Фактор иноэтничности призван конкретизировать хаос инобытия, персонифицировать ощущение дискомфорта, обозначив его границы, очертив круг эйкумены сонмом антиподов. В центр, естественно, помещается Эго, границы которого здесь также размыты и держатся лишь на возможности более-менее четко обозначить собственную этничность и социальную принадлежность.

[Из солдатских писем]

Мы окружили Феликсова и расспрашивали его об учебке (любимая тема!). Повезло-то повезло, что попали в Самарканд, да и не очень. Слишком хорошим был предыдущий набор, такого еще не было. Смотри сама — 78 русских, 54 украинца, человек 20 из Белоруссии, и только 1–2 из Азербайджана. Это был весенний набор, и здесь учились ребята в основном после курса института. А теперь больше всего из ПТУ, техникумов. Вообще, не тот уровень.

(Из архива И. А. Климова)

Негатив этничности — продукт коллективного бессознательного, и сфера позитивных личных отношений его не перекрывает. Негатив есть инверсия позитива, конструируемая в сфере неизвестного путем репрезентации собственного образа со знаком «минус». Таким образом, негатив и позитив этничности организуют разные уровни сознания.

Допустим, что некий добрый русский человек, имеющий друзей среди чеченцев, евреев, казахов, в ситуации кризиса собственной этнической идентичности будет легко оперировать оскорбительными квазиэтнонимами; «хачик», «жид», «чурка», абстрагируясь от личных привязанностей. Соответственно, попав в армии в какое-нибудь кавказское землячество, любой русский имеет шанс пострадать за всего «большого брата», однако в другой ситуации, к примеру, во время свободного путешествия по Кавказу, его принимали бы как гостя те, кто «опускал» бы во время службы. Фактор этничности не имеет значения в сфере личного общения, но в культурном вакууме экстремальных групп обостряется до степени метафизического архизнака, разделяющего свое и чужое, в которой он также теряет культурные признаки.

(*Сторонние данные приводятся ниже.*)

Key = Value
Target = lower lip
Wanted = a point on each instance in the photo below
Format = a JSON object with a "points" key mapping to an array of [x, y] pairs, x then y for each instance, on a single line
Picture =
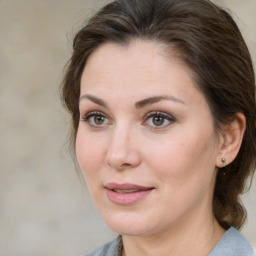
{"points": [[127, 198]]}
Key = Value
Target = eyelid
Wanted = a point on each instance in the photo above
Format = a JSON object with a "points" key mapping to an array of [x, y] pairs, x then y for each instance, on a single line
{"points": [[168, 117], [92, 113]]}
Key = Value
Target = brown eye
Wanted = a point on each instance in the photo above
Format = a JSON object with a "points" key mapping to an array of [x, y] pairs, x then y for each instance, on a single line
{"points": [[98, 120], [158, 120]]}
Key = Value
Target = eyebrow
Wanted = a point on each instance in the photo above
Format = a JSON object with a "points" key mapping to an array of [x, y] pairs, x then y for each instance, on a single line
{"points": [[94, 99], [139, 104], [156, 99]]}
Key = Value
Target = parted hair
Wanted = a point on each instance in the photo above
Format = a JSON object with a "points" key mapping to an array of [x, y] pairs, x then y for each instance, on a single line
{"points": [[208, 40]]}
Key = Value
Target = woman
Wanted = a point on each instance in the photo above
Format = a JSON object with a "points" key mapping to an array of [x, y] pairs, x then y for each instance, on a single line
{"points": [[162, 98]]}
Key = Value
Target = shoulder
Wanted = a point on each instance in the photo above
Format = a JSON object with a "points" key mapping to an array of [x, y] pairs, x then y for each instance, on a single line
{"points": [[113, 248], [233, 243]]}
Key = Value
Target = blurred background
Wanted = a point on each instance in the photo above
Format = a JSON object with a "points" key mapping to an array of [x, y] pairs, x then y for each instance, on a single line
{"points": [[44, 206]]}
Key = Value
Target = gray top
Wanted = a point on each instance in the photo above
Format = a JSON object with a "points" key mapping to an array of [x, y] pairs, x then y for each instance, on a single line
{"points": [[232, 243]]}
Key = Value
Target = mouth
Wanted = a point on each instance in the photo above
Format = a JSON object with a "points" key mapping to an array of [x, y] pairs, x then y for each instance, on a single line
{"points": [[126, 194]]}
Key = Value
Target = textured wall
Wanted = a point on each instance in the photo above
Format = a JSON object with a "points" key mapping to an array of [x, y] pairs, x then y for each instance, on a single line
{"points": [[44, 209]]}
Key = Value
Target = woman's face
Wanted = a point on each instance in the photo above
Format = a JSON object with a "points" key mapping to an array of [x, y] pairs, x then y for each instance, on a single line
{"points": [[146, 142]]}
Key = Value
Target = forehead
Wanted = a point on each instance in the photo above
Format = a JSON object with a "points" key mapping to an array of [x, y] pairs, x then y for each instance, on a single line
{"points": [[139, 60]]}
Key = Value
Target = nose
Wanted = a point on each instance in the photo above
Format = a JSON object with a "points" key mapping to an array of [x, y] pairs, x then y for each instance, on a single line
{"points": [[122, 151]]}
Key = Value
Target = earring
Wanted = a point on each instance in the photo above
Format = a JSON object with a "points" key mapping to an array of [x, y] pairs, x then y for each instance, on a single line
{"points": [[223, 160]]}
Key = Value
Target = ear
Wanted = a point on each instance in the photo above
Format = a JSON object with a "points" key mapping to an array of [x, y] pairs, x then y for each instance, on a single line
{"points": [[230, 140]]}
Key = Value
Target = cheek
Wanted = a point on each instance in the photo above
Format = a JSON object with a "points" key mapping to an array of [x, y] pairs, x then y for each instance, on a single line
{"points": [[183, 158], [90, 154]]}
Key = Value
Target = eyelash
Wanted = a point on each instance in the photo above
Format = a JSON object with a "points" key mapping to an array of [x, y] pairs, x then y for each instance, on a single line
{"points": [[148, 116], [160, 114], [92, 114]]}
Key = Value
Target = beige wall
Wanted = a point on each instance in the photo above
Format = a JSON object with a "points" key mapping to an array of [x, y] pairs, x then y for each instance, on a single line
{"points": [[44, 210]]}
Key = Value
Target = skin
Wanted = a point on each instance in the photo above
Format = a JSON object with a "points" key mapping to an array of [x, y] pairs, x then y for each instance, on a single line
{"points": [[178, 158]]}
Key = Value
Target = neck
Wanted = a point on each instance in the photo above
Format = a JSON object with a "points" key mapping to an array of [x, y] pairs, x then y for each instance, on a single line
{"points": [[185, 239]]}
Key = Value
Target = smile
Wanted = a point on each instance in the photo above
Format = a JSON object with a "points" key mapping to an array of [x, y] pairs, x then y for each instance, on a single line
{"points": [[126, 194]]}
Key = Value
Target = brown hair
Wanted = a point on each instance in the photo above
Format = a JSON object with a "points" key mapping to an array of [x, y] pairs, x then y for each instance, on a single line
{"points": [[210, 43]]}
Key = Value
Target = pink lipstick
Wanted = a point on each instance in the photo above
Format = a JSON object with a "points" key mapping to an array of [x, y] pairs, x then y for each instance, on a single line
{"points": [[126, 194]]}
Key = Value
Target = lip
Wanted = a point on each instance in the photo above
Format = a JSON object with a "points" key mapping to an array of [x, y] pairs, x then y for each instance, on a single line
{"points": [[127, 193]]}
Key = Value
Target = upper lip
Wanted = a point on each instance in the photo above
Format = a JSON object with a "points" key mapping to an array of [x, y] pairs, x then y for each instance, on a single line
{"points": [[126, 186]]}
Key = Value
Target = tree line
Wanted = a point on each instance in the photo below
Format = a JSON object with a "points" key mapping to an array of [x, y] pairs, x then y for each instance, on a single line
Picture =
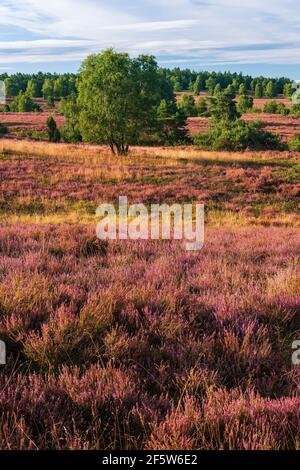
{"points": [[55, 86]]}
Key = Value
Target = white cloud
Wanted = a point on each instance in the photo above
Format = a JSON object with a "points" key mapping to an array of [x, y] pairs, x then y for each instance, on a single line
{"points": [[202, 32]]}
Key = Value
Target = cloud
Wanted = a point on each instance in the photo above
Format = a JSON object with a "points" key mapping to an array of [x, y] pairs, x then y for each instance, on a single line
{"points": [[200, 32]]}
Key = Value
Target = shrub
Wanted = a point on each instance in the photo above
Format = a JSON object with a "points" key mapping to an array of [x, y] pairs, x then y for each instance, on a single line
{"points": [[238, 135], [5, 109], [53, 132], [3, 129], [274, 107], [187, 105], [24, 104], [295, 110], [245, 103], [294, 145], [201, 108]]}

Национальные проблемы в армии возникли не вчера. Идеологические отделы, имевшиеся при штабах и канцеляриях каждого воинского подразделения, конечно же, пытались контролировать ситуацию, поскольку в многонациональных воинских коллективах постоянно вспыхивали межэтнические конфликты, но делали это формально, «для галочки». Максимум, что они могли — выдать межэтнический конфликт за бытовой. Сама же воспитательная работа вызывала у солдат примерно те же эмоции, которые вызывает у читателя само определение «воспитательная работа». Как минимум, это ощущение чего-то фальшивого и казенного.

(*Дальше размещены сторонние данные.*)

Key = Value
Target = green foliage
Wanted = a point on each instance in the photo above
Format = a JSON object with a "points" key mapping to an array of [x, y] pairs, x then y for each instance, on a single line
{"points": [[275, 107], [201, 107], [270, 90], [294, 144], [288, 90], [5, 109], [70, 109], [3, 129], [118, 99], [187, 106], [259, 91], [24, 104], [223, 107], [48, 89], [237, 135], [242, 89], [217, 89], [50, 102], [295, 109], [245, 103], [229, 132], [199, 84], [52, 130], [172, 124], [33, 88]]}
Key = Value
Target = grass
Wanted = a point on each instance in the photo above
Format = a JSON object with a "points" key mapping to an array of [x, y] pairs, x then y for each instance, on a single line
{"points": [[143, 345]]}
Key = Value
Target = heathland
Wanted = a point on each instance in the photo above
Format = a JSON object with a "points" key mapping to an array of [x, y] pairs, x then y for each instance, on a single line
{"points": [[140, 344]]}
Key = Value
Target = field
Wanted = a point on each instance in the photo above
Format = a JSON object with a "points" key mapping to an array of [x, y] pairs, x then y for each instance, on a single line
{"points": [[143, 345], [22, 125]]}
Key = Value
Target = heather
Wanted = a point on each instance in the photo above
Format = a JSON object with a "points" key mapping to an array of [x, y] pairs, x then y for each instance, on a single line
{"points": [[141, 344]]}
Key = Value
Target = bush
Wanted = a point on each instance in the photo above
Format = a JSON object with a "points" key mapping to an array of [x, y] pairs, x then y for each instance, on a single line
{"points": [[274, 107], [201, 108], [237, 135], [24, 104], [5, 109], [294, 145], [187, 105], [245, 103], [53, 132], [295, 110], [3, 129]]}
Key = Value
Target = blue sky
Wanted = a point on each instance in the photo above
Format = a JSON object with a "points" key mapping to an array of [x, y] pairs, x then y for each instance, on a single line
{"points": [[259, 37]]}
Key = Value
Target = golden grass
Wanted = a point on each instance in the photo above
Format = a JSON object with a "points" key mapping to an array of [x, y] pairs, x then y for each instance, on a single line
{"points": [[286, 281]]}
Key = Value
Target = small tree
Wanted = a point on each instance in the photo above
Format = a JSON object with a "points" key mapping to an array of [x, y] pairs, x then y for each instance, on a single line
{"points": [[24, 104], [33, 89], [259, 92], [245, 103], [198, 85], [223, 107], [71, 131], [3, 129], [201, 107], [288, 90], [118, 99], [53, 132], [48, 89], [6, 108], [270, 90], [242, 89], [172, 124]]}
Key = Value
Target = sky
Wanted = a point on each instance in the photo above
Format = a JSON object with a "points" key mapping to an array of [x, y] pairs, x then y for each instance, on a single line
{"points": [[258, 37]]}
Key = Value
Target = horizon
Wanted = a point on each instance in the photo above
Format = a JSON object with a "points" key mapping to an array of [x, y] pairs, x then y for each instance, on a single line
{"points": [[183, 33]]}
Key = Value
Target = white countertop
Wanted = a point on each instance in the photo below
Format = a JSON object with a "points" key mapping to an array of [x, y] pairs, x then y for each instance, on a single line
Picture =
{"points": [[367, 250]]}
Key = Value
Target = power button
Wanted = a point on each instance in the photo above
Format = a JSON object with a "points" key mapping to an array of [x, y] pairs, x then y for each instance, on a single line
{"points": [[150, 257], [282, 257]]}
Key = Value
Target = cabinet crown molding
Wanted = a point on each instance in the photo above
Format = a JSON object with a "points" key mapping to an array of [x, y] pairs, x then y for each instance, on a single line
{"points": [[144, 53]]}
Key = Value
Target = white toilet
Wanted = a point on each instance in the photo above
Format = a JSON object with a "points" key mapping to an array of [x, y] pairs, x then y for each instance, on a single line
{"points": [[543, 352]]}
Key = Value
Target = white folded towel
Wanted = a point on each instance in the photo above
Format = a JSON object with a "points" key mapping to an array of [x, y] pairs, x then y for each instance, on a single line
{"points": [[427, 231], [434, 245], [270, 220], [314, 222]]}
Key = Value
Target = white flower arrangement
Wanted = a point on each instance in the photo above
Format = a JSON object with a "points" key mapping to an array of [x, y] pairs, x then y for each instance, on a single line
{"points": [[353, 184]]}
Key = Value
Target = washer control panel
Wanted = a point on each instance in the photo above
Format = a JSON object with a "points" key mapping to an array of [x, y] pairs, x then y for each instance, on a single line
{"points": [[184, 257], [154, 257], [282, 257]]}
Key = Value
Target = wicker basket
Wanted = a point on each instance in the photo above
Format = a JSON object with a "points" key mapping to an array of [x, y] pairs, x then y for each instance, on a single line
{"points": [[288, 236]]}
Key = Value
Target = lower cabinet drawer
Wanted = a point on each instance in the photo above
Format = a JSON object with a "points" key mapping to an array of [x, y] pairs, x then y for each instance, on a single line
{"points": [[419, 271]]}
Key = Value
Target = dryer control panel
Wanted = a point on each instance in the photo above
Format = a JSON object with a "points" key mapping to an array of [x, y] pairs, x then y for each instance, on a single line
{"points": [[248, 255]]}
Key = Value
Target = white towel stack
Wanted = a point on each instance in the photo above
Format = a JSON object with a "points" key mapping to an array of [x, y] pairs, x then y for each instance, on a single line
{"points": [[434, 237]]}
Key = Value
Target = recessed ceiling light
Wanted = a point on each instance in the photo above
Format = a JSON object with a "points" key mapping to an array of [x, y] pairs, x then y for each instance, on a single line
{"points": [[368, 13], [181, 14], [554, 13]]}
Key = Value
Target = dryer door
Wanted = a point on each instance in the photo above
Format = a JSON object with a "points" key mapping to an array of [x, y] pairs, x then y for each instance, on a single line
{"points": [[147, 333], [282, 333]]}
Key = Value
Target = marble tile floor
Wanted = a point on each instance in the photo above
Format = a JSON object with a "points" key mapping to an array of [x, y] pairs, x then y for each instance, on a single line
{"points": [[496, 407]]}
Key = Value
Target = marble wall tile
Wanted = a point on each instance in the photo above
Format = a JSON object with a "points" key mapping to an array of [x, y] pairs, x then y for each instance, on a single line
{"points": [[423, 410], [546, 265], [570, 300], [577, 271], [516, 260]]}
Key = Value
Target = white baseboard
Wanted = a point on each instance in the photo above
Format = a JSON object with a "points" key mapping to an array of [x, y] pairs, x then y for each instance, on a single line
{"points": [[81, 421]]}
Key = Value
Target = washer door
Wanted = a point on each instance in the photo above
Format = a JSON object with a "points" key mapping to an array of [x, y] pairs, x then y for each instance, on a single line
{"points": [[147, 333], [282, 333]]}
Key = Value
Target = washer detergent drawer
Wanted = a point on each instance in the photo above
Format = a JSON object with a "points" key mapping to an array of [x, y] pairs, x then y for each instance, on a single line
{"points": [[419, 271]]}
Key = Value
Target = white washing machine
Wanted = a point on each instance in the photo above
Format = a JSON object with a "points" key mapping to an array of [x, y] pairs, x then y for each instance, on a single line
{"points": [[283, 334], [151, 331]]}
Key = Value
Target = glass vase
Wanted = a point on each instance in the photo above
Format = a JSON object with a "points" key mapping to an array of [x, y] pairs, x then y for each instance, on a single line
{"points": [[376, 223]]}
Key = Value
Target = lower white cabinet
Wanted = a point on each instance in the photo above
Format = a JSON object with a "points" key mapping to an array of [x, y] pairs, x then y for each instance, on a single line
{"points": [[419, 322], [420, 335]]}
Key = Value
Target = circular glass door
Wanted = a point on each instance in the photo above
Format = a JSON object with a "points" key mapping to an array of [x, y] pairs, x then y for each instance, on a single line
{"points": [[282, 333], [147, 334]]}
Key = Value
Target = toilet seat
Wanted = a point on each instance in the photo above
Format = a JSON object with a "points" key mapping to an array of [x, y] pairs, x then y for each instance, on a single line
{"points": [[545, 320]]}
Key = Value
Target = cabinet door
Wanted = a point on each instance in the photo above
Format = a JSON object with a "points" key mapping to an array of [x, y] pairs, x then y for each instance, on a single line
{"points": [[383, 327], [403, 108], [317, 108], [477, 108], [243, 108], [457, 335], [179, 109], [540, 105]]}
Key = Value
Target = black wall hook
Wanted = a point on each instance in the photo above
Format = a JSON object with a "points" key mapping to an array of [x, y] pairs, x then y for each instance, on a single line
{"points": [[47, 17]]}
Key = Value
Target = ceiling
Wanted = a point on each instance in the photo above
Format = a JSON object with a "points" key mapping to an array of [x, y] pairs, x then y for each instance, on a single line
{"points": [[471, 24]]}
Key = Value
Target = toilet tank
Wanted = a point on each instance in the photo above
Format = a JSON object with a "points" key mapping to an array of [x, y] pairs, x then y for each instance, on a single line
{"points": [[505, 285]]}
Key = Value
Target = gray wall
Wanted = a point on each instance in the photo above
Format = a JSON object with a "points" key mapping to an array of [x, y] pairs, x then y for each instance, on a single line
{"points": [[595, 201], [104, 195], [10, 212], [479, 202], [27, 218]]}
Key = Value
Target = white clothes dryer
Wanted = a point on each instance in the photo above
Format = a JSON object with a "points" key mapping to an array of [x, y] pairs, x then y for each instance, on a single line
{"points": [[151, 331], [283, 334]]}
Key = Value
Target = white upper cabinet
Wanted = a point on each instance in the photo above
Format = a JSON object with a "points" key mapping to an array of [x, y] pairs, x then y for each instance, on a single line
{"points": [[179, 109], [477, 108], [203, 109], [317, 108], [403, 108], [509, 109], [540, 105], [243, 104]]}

Ниже приводятся фрагменты солдатских писем и дневников, в которых полно отражена ситуация несоответствия пасторальной имперской идеологии и реальных отношений представителей разных национальностей, живых национальных характеров и темпераментов.

[Из солдатских писем. Эпизод из подготовки к официальному культурному мероприятию в воинской учебной части]

<…> Тут появился Сафронов, вызвал шестерых, в том числе и меня, привел к себе в комнату и стал читать сценарий. Оказывается, он выбрал нас для участия в утреннике, посвященном образованию СССР. Прочитав, он спросил: «Ну, как? Это минут на двадцать».

— Не очень мне нравится, — ответил я.

— Мне тоже, но просто времени нет писать что-либо более путное. Дома-то я написал бы. В школе все сценарии писал я, а здесь — лекции для Гириса на политзанятия. Вот, нашел тут какую-то книжонку, взял оттуда.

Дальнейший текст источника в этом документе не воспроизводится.